Apesar da pouca mobilidade, gargalos na BR-101 e alguns problemas de infraestrutura – minimizados em relação ao mesmo período de 2014 – os proprietários de bares e restaurantes do litoral catarinense consideraram a temporada de verão boa para os negócios. Dos 100 estabelecimentos entrevistados pela entidade logo após o Carnaval, 75% deles acharam o movimento bom ou excelente, número bem superior ao registrado no ano passado (53%). Em relação à temporada anterior, a satisfação também aumentou – dos consultados, 55% acharam melhor ou muito melhor.

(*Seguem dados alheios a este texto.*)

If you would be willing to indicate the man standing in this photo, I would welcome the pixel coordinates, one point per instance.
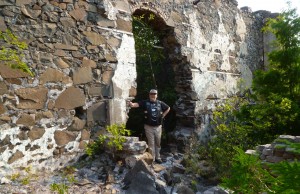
(154, 113)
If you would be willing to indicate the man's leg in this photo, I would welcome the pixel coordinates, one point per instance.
(150, 137)
(157, 137)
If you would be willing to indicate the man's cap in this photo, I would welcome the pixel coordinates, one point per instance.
(153, 91)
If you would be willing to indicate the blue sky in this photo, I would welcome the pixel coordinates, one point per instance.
(269, 5)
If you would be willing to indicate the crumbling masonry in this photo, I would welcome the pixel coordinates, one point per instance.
(82, 53)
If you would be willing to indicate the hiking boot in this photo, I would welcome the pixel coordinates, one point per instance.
(158, 161)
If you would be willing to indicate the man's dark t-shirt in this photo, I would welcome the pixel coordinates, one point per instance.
(153, 111)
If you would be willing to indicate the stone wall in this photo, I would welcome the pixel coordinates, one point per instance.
(280, 150)
(82, 54)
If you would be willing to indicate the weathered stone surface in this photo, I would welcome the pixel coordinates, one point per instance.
(140, 166)
(85, 135)
(68, 22)
(95, 91)
(22, 135)
(23, 2)
(3, 88)
(36, 133)
(142, 183)
(53, 75)
(32, 98)
(79, 14)
(41, 115)
(31, 13)
(71, 98)
(60, 53)
(107, 76)
(5, 141)
(26, 119)
(77, 124)
(16, 156)
(124, 25)
(82, 75)
(7, 72)
(97, 113)
(94, 38)
(15, 81)
(88, 63)
(106, 23)
(64, 137)
(131, 160)
(2, 108)
(114, 42)
(65, 47)
(2, 24)
(61, 63)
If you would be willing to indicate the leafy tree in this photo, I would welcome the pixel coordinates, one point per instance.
(11, 51)
(250, 175)
(277, 90)
(152, 66)
(273, 108)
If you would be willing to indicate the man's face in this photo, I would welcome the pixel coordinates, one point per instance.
(152, 96)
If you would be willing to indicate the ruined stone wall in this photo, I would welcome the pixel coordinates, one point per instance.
(82, 54)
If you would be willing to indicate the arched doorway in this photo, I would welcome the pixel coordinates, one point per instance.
(155, 45)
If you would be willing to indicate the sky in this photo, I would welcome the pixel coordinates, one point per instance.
(269, 5)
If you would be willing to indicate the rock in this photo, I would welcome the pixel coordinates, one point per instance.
(141, 166)
(185, 190)
(71, 98)
(142, 183)
(5, 181)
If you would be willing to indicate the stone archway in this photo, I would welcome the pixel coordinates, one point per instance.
(175, 69)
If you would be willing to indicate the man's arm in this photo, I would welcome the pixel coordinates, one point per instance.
(134, 105)
(166, 112)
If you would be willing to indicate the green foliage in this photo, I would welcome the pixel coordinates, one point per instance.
(248, 175)
(287, 177)
(61, 188)
(114, 139)
(277, 90)
(153, 68)
(287, 144)
(11, 52)
(24, 180)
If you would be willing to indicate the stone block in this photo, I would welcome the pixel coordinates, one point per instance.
(88, 63)
(61, 63)
(95, 90)
(82, 75)
(77, 124)
(94, 38)
(26, 119)
(53, 75)
(97, 113)
(36, 133)
(2, 24)
(69, 99)
(124, 25)
(32, 98)
(79, 14)
(16, 156)
(64, 137)
(131, 160)
(7, 72)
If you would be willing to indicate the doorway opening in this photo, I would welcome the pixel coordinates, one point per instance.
(155, 46)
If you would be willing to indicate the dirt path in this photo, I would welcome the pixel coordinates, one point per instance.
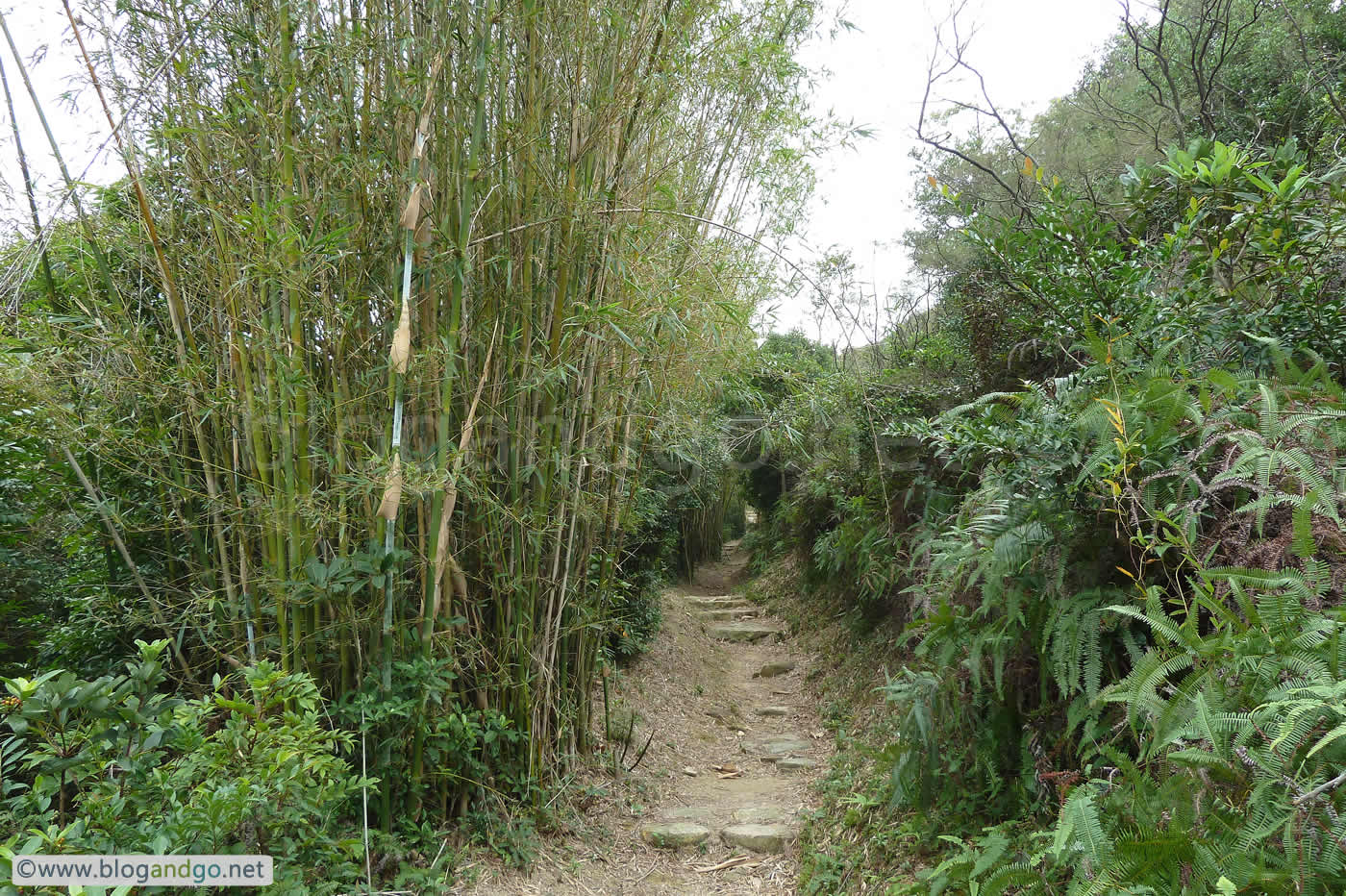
(713, 806)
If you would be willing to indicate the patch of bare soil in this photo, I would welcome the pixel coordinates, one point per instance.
(720, 775)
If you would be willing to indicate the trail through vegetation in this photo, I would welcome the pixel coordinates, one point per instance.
(719, 798)
(350, 443)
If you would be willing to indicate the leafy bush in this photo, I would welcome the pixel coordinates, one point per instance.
(114, 765)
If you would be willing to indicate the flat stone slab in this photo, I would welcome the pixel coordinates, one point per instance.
(760, 838)
(726, 615)
(743, 633)
(777, 745)
(774, 667)
(758, 815)
(726, 600)
(675, 834)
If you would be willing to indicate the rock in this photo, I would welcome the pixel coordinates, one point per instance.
(727, 613)
(743, 633)
(716, 603)
(777, 745)
(675, 834)
(622, 724)
(727, 716)
(774, 667)
(760, 838)
(758, 815)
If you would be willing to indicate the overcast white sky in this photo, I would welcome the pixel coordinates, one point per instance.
(1030, 53)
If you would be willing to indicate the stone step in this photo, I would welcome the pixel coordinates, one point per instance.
(771, 711)
(774, 667)
(743, 633)
(716, 602)
(776, 747)
(760, 838)
(729, 613)
(760, 815)
(675, 834)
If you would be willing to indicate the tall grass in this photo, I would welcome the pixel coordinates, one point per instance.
(508, 199)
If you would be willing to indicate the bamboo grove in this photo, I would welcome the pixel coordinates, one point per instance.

Para Fábio Queiroz, presidente da Abrasel em Santa Catarina, estes dados refletem um otimismo quanto ao restante do ano. “Uma época de muitos clientes nas mesas deixa os empresários confiantes, mesmo diante das intempéries da economia. Nesta pesquisa, 45% dos entrevistados em todo o litoral creem num bom 2015, também em função dos muitos feriadões previstos”, avalia, apontando também que 25% estão pessimistas. “As previsões do mercado financeiro contribuem muito para este sentimento”, diz Queiroz.

Os itens de infraestrutura voltaram a figurar entre os entraves para um período ainda mais rentável. Avaliando com notas de zero a 10, alguns aspectos ainda deixam a desejar, como segurança pública, mobilidade e trânsito, fiscalização de ambulantes e sinalização turística não alcançaram nem a nota seis no resultado geral. Em Florianópolis, a mobilidade urbana e a fiscalização dos ambulantes e clandestinos foram as mais criticadas, com notas 2,9 e 3,4, respectivamente, puxando para baixo o índice estadual.

Quanto à contratação de mão de obra, o número de colaboradores foi suficiente para a formação das equipes, com 74% dos entrevistados satisfeitos. Porém, a capacitação dos funcionários novamente decepcionou, com 54% dos consultados criticando seu desempenho. “Foi um resultado pior que no ano passado, quando 52% dos proprietários estavam satisfeitos. A Abrasel apoia muitos cursos de qualificação e incentiva os empresários a procurar por melhorias. Um dos problemas é o impedimento, dentro das leis brasileiras, de remunerar melhor aqueles mais qualificados para o mesmo serviço”, explica Queiroz.

Formação de preços - Mesmo com a pressão dos custos em função do aumento de combustíveis, energia elétrica, IPTU entre outros itens, 69% dos estabelecimentos pretendem manter seus preços nos próximos meses, entretanto 56% deles não planejam novos investimentos para o ano. “São dados antagônicos, que refletem o otimismo gerado por uma boa temporada, mas certa cautela quanto ao futuro da economia”, diz Queiroz.

Sul do estado- A expectativa de movimento para o restante do ano e a previsão de novos investimentos em 2015 tiveram um bom resultado no sul do estado (50%). Para Fábio Queiroz, estas boas perspectivas são devido à liberação do funcionamento da ponte de Laguna e o início das operações do aeroporto de Jaguaruna. “São equipamentos há muito aguardados que certamente vão incrementar o turismo da região”, afirma ele.